“On offer,” Updated and Antedated

The phrase means “available for sale” or, more generally, “available.” The first OED citation is from the  (London) Daily News in 1881: “Old wheat scarce and dear. Very little barley on offer.” But using Google Books, I came up with an example more than fifty years older, from a September 1826 issue of Cobbett’s Political Register:

But in any case, the phrase didn’t cross the Atlantic for another century or more:

A relatively early use came in the New York Times in 1990: “Tens of thousands of Apple Macintosh users visited the Macworld trade exposition here earlier this month, examining the hardware and software on offer.” It arrived in the New Yorker through British writers—Kenneth Tynan in 1977 and Salman Rushdie in 1992—and was first used there by an American one, Hendrik Hertzberg (using the magaqzine’s famous editoral “we”), in 1994: “We know, for example, that there are people who picked up their first copy of The New Yorker on account of a story or a “casual”–on account of something by O’Hara or Cheever or Salinger or Perelman or Munro or Updike–and only later, and gradually, became aware that other kinds of writing were on offer in these pages too.”

But it’s all over the place now. The Times used the phrase 112 times in 2021, from to January 21 (at a hair colorist’s studio, “Cappuccino and mineral water were served, and tuna and watercress salad was on offer”) to December 21 (“While the Omicron variant has thrown many people’s New Year’s Eve plans into doubt, there’s no shortage of events on offer in the televised realm”).

12 thoughts on ““On offer,” Updated and Antedated

  1. In the UK I’ve only heard this to mean something is marked down in price. Like “on sale” and not necessarily “for sale”. Interesting to see it’s been used in other ways too.

  2. Here’s something I wrote about this some years ago. Please remember that my default position is a semi-serious objection to any British usage in American.

    Objectionable British import meaning “available” or “for sale” or “on sale.” This term has gained purchase despite its cost to meaningful American dialogue.

      1. What I wrote was about “on offer,” but I don’t think of “gained purchase” as a Britishism. In the sentence, I meant its friction-related sense, but also a linguistic wink– along with “cost”– to the “on sale” meaning of “on offer.”

    1. “objection to any British usage in American.”

      Personally, I have the opposite view, the British use of language is so much more clever and expressive. Americans can only benefit from enlarging their lingusitic perspective.

      Nevertheless, I have to give you a like for the cheeky use of “gained purchase”.

      1. Thank you. Although I stand by my stance, I agree that there is a (much, much smaller) list of Britishisms that is beneficial and an improvement on American. Spelling judgemental this way, for example. I also think forgot and got are more sensible than forgotten and gotten. Things like that.

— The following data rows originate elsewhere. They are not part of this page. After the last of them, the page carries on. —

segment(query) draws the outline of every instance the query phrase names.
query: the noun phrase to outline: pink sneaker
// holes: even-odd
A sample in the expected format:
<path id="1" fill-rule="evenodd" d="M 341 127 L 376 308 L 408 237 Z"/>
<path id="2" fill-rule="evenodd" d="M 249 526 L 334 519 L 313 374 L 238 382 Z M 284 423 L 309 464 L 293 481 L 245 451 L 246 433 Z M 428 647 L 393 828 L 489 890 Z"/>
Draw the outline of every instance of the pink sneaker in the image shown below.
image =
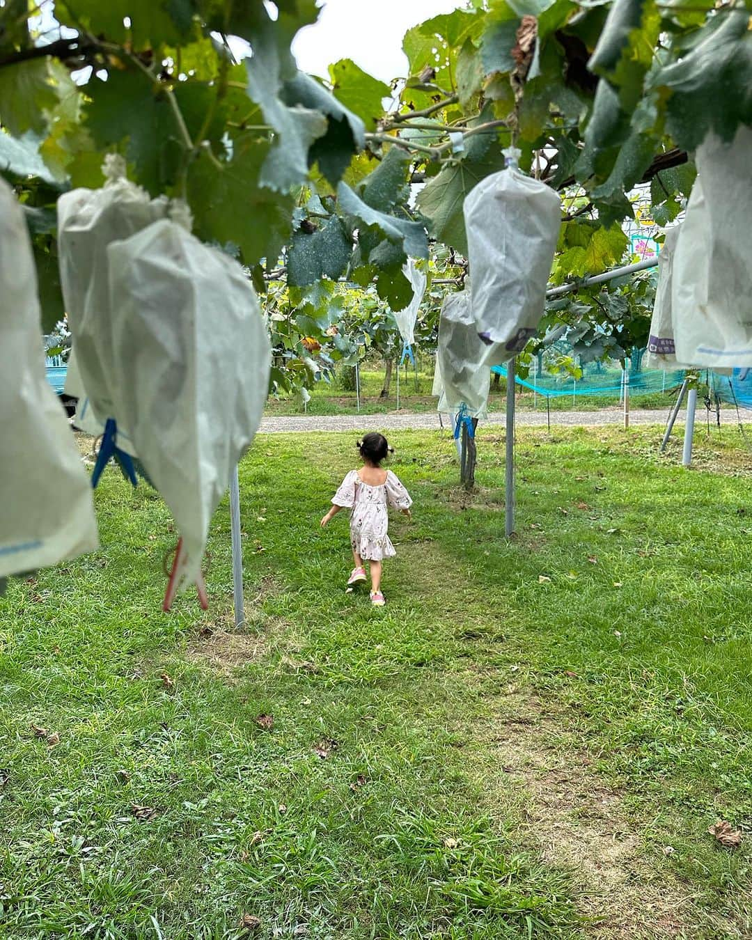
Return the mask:
<path id="1" fill-rule="evenodd" d="M 368 578 L 366 577 L 366 569 L 353 568 L 350 574 L 350 580 L 347 583 L 348 588 L 360 584 L 361 581 L 368 581 Z"/>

        If you are from Australia and not the Emerald City, Peter, I can only assume that you are, as we Americans like to say, “taking the Mickey” when you say something like, “British use of language is so much more clever and expressive.” The only possible response to something as unmeasurable as that is, “Prove it.” But that’s not my point, anyway. I’m not saying American is better than British, but I am saying– only half-jokingly– that it is better for Americans to eschew Britishisms.

        On Fri, Sep 2, 2022 at 1:14 AM notoneoffbritishisms.com < comment-reply@wordpress.com> wrote:

        Peter from Oz commented: “”objection to any British usage in American.” > Personally, I have the opposite view, the British use of language is so > much more clever and expressive. Americans can only benefit from enlarging > their lingusitic perspective. Nevertheless, I have to gi” >

  3. There’s also the form “see what’s on offer” you heard said when you want to buy something (or go somewhere) when you haven’t made plans as in “Let’s go up to the Edinburgh Fringe and see what’s on offer” meaning you will decide when you get there.

    You might also apply this to a mall or market visit, say, or even as a reference to visiting a “pickup joint”.

    1. Mais oui, to cite another popular Americanism.

      On Fri, Sep 2, 2022 at 1:49 PM notoneoffbritishisms.com < comment-reply@wordpress.com> wrote:

      bill051 commented: “Is “taking the Mickey” in quotes to mark the irony of > claiming it as an American expression? Smiley face.” >

  4. Thirty years ago I was pulled over by the cops on Marylebone Rd (the one in London, silly, not the one in March). They let me off, but warned me I’d been putting myself “on offer” (never overtake a police car, even where there are two lanes). So there’s a wrinkle on the ‘available’ meaning of “on offer”.

    ‘I was born in February in March, lived on a street in Roade, and died on a road in Street’ – does anyone remember the full version of this? My grandmother used to say it, and I can’t find it online.